JFK: a breath of fresh air stifled

November 22, 2013 12:24
2 min read

‘His career was as brilliant and promising as it was meteoric and short-lived. His advent seemed to usher in a new era flashing a ray of hope to a darkened world. He faced the desperate problems of our age with courage, with youthful vigour, with profound understanding and deep sympathy for the underprivileged, the disinherited and the oppressed.”

So spoke the American Zionist leader, Emanuel Neumann, days after the assassination of President John Kennedy. For Jews of a certain age, that expression of hope and grief has never faded. Today is exactly 50 years since the killing — and we all know where we were on hearing that unimaginable news.
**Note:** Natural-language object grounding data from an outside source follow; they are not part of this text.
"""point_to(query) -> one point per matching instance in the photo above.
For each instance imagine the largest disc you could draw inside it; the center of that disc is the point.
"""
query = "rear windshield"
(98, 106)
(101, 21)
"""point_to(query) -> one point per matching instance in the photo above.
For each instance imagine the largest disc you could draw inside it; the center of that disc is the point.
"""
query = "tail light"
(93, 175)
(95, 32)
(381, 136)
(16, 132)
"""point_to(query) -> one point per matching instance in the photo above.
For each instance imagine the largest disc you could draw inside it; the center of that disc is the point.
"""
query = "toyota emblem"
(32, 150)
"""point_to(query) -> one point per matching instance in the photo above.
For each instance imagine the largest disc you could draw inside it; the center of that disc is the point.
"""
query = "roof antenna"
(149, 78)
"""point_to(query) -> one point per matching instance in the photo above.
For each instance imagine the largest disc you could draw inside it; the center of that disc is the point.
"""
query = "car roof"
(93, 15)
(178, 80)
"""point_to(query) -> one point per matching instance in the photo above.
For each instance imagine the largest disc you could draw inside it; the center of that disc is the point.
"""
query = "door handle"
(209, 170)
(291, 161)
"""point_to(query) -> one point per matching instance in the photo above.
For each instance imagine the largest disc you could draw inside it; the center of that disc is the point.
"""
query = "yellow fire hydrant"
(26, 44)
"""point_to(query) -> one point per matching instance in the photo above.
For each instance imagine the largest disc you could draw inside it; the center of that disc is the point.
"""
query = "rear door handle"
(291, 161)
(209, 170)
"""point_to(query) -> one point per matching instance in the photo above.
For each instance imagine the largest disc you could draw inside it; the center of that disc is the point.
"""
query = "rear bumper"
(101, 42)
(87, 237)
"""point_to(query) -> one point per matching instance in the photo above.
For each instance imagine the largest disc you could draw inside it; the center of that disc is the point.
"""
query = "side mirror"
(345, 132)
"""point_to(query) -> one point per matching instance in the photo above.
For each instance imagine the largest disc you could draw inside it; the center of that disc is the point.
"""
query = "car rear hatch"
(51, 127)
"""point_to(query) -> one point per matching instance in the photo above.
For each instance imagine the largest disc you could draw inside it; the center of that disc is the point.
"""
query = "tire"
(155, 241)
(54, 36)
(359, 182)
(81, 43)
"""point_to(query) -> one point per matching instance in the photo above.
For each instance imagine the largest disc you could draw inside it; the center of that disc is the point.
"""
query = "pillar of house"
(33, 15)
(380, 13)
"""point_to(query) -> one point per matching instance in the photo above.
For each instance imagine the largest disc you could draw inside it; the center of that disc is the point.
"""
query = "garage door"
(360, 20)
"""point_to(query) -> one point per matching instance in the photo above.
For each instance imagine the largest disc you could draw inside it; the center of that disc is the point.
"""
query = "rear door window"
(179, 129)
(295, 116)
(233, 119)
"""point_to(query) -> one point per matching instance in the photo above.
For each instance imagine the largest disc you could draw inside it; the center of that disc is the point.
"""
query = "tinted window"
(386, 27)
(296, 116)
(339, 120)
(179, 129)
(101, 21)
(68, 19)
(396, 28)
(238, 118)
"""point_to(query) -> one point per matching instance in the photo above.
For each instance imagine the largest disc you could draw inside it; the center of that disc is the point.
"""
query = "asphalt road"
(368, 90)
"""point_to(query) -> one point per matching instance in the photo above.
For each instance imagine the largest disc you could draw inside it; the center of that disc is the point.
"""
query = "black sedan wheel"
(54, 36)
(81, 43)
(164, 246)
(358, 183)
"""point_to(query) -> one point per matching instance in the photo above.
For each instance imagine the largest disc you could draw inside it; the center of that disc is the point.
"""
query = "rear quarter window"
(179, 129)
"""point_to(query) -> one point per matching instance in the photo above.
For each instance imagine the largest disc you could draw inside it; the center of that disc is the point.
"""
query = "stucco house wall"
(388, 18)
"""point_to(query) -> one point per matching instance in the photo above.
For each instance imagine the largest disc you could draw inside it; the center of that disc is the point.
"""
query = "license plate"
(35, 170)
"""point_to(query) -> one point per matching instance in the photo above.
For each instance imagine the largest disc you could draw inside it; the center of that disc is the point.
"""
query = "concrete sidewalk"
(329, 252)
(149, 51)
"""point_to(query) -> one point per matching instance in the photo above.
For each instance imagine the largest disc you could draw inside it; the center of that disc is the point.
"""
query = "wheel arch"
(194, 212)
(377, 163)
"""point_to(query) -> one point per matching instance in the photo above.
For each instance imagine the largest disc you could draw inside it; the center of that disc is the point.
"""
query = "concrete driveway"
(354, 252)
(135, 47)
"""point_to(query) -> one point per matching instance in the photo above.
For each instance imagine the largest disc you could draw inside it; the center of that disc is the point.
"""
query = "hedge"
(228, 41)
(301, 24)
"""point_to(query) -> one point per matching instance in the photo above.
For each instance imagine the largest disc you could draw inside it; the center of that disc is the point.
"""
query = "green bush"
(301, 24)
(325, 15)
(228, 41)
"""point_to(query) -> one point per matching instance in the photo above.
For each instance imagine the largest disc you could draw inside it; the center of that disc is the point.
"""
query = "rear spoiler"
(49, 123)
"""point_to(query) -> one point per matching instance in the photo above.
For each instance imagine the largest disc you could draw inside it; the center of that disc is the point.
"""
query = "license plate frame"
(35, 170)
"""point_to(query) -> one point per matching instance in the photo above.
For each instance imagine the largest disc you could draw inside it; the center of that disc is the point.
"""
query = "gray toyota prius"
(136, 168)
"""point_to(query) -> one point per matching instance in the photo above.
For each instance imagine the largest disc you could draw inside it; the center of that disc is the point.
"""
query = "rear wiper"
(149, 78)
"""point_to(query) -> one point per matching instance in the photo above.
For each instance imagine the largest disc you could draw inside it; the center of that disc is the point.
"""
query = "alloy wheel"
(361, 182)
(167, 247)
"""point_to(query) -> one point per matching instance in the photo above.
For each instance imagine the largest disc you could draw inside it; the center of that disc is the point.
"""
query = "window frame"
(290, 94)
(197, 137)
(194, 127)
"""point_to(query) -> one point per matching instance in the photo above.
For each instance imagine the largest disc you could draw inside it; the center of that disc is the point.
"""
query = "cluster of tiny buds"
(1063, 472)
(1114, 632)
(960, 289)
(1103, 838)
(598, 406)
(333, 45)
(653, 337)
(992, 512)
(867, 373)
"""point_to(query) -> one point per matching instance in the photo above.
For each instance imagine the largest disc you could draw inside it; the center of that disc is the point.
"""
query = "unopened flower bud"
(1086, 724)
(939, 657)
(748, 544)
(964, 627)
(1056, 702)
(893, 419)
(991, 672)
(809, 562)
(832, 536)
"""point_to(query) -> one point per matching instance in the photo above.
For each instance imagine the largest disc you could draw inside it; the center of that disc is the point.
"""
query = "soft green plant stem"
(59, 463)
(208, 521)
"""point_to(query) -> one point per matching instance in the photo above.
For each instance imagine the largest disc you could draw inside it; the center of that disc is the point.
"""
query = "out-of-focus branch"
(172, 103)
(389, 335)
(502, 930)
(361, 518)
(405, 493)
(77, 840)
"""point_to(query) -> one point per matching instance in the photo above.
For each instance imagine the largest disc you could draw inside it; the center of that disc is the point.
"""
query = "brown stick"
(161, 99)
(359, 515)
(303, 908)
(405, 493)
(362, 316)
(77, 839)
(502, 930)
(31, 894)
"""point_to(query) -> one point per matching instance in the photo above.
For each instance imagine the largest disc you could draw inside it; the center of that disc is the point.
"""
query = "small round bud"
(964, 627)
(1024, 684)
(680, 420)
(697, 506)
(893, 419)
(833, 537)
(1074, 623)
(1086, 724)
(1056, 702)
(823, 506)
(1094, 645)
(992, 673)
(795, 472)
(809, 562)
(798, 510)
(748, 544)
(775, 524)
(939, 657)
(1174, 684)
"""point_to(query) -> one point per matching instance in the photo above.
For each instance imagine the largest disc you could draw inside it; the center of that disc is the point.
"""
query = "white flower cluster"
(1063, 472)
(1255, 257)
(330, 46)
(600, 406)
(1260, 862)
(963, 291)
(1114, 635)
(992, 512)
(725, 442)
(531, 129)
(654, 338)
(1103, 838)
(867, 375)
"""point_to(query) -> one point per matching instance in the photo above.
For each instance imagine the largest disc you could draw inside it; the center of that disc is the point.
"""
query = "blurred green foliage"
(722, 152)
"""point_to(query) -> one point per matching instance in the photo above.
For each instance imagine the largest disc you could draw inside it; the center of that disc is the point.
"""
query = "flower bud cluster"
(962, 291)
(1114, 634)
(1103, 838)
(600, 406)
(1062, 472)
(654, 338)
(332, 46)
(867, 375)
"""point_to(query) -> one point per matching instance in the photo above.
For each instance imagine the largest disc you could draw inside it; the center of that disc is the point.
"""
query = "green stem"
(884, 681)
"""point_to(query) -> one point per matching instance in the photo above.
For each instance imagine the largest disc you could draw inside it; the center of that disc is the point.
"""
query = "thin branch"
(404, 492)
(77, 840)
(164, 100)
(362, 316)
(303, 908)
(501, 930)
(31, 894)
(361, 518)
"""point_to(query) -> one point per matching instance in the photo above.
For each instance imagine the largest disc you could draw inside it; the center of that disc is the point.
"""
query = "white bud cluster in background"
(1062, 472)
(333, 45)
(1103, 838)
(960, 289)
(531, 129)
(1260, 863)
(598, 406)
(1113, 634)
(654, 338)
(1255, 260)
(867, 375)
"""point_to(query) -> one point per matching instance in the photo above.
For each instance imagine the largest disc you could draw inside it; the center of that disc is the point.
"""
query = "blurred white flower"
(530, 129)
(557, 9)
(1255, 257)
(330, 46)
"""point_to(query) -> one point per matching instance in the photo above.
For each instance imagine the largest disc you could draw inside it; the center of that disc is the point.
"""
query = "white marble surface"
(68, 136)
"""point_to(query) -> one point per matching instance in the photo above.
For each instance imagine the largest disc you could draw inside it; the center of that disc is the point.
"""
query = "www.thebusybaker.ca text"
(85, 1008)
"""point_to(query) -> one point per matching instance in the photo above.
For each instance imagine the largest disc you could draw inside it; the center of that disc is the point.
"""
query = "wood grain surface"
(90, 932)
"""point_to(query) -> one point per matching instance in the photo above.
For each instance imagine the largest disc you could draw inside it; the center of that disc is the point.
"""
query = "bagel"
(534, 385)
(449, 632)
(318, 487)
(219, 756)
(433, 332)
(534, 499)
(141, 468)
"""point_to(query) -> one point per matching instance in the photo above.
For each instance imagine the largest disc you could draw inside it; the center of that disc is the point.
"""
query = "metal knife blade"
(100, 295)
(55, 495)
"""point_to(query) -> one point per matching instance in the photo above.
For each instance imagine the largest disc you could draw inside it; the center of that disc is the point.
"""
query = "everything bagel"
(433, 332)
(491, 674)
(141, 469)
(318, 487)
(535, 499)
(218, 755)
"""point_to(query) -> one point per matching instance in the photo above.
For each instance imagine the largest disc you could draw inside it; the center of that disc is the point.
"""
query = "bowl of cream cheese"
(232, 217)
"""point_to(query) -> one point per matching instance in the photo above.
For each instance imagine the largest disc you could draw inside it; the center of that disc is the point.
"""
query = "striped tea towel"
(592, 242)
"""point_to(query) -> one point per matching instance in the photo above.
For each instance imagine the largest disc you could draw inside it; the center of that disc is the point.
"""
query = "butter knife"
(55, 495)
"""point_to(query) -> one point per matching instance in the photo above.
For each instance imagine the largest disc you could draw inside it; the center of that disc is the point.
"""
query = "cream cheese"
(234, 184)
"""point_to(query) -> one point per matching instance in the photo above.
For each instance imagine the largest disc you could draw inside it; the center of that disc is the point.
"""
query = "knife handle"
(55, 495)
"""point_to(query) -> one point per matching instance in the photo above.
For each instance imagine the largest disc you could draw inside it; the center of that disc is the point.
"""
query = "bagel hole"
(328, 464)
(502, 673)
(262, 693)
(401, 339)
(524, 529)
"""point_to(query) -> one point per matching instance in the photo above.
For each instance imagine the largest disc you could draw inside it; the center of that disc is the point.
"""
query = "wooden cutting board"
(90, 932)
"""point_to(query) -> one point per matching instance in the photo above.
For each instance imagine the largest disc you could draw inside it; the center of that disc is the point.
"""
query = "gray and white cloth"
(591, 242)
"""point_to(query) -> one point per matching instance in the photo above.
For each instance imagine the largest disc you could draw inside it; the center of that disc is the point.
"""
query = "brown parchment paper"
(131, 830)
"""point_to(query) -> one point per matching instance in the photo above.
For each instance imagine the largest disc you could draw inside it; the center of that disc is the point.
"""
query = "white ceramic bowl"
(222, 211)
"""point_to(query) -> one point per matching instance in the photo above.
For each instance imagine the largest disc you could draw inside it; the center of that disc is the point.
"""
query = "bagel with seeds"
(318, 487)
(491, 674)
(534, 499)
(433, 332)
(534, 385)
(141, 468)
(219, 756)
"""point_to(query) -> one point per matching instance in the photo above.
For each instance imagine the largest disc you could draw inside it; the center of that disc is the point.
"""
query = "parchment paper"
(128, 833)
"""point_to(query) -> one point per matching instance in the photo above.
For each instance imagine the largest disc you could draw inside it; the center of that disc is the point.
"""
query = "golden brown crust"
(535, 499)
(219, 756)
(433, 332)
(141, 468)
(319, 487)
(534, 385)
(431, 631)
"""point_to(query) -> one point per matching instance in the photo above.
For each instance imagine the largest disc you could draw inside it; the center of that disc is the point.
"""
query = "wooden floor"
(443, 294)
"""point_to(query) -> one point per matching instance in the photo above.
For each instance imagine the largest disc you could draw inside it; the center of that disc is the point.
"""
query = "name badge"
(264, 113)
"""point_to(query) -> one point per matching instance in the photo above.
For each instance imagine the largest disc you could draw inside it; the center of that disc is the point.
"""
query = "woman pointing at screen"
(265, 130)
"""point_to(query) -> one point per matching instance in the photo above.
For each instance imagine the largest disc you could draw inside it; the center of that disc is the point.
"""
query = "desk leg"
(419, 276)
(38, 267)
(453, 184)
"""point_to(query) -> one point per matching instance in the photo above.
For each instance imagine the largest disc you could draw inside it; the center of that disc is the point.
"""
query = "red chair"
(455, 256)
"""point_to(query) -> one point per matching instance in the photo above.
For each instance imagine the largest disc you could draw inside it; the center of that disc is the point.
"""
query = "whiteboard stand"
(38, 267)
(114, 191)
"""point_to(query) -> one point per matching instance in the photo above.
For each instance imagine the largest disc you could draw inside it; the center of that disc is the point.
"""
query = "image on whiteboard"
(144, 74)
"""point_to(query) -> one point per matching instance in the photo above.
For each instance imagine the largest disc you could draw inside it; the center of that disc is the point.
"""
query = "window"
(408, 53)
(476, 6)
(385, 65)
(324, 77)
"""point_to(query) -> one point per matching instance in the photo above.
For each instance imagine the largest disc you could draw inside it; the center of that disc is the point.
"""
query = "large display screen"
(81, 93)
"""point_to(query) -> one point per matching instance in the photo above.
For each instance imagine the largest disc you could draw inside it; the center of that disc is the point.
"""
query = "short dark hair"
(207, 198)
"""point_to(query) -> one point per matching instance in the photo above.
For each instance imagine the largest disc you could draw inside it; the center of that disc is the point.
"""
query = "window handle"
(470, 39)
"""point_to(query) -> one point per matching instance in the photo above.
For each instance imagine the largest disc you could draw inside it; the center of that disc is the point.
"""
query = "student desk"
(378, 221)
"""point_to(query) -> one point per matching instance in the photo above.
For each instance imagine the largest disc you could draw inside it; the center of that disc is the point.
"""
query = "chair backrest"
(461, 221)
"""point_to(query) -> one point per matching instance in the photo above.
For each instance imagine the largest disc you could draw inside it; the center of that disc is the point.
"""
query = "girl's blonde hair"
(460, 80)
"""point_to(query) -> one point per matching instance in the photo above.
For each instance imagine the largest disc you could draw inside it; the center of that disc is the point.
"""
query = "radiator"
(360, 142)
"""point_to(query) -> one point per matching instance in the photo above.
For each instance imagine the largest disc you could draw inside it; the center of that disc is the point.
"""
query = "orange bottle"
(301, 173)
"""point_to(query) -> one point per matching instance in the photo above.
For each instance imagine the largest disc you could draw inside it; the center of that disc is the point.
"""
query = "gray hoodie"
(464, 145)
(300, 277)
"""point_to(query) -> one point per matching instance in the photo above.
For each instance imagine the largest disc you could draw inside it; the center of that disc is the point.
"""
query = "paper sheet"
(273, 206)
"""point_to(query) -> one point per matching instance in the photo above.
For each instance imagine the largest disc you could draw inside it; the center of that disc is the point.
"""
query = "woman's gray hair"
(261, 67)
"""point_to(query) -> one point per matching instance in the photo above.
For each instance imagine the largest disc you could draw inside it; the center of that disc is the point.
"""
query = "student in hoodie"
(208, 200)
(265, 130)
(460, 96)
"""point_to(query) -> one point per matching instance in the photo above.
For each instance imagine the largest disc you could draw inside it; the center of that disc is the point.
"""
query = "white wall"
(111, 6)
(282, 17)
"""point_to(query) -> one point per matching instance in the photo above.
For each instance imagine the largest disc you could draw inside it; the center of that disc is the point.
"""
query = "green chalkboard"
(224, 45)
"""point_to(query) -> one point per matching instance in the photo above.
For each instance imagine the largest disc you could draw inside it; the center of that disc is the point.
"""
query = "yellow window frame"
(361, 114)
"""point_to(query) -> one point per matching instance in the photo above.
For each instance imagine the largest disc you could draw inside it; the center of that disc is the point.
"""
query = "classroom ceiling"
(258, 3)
Memorial services were held in synagogues in all parts of Britain. At St. Johns’ Wood Synagogue, the chief rabbi, Israel Brodie, spoke and El Ma’ale Rahamim was intoned. In Israel, the radio played solemn music and schools devoted special assemblies to the life of the president. Israel’s president, Zalman Shazar, and his Foreign Minister, Golda Meir, attended the funeral and the requiem mass at St Matthew’s Cathedral.

A few hours after the assassination, a distraught Jack Ruby who would later kill the accused assassin, Lee Harvey Oswald, had attended a Friday-evening memorial service at Temple Shearith Israel, in Dallas.
Kennedy’s father, the US ambassador to wartime Britain, disliked Jews, sought to meet Hitler during the Battle of Britain and was regarded as an appeaser and defeatist.